HS_Coach_C
Starter
I think one of the worst things that happened for Frost's development as a coach was UCF's perfect season. It was a great accomplishment, but it got him thinking that everything they did needed to be replicated exactly. One of those things was the pace of practice and just getting more reps in rather than fixing anything the same day. It's unfortunate that it's taken this long to adjust.I read this last night and decided to sleep on it. This morning I'm just lost. If what SSO is saying is true in his post, it points to a complete s#!t show of coaching on the offensive side of the ball. You wonder why it took so long to cut bait with some of those guys.
You have players not being coached up with instant feedback but rather hoping mistakes will be addressed later, on film á la the Callahan years. That might work in the NFL but college kids are a different story.

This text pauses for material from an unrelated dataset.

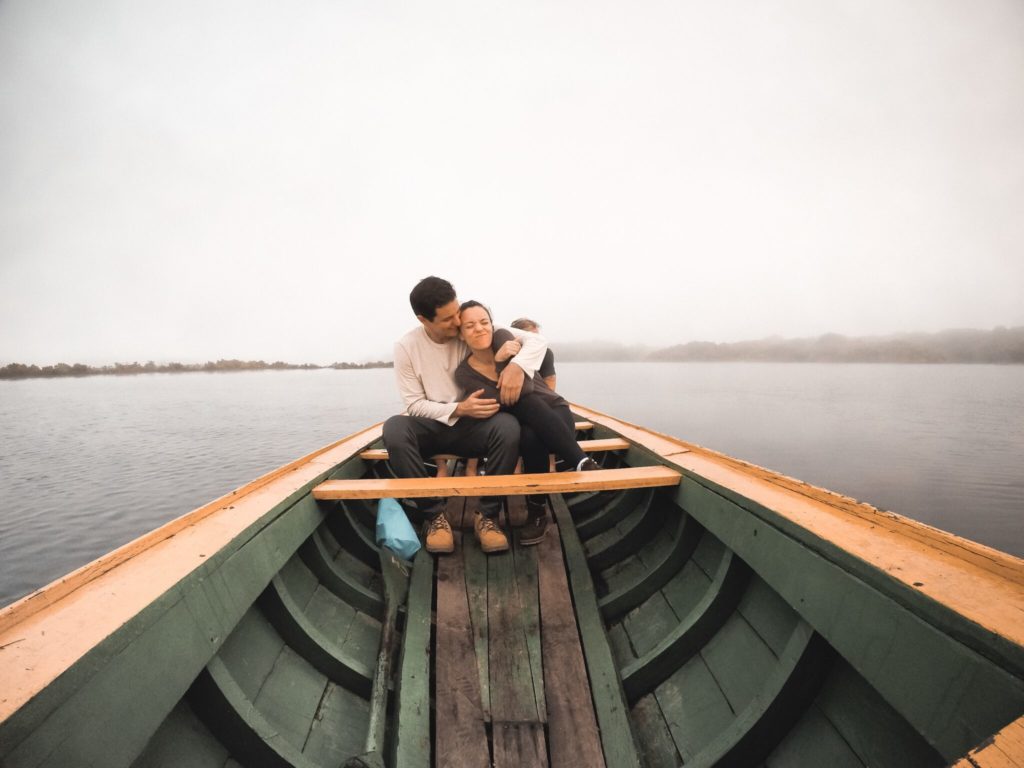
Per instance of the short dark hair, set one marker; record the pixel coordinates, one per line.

You have coaches not wanting to recruit even within the borders of Nebraska. How can a team that has the cards stacked against them in recruiting employee any coaches that aren't into, or aren't any good at, recruiting?
Then you have coaches being buddy buddy with players. It's like a hodgepodge of the worst mistakes from our previous three or four coaches. Will this program ever figure it out?
The alarming part is all this is was happening on Frost's watch. His calling card was supposed to be an offense that dominated while the defense held up long enough to get the offense the ball back. Instead it's been the other way around. It's just head scratching that Frost allowed this kind of "commitment" to the job to go on while his product was burning down all around him. He either couldn't see it or wouldn't address it. Either way it makes me wonder even more about all the little decisions we've all seen from Frost.
For all the talk of fixing the culture in the locker room it's sounds like the culture in the coaching offices needed to also be addressed. Hopefully that happened this fall but is common sense learned or is it innate?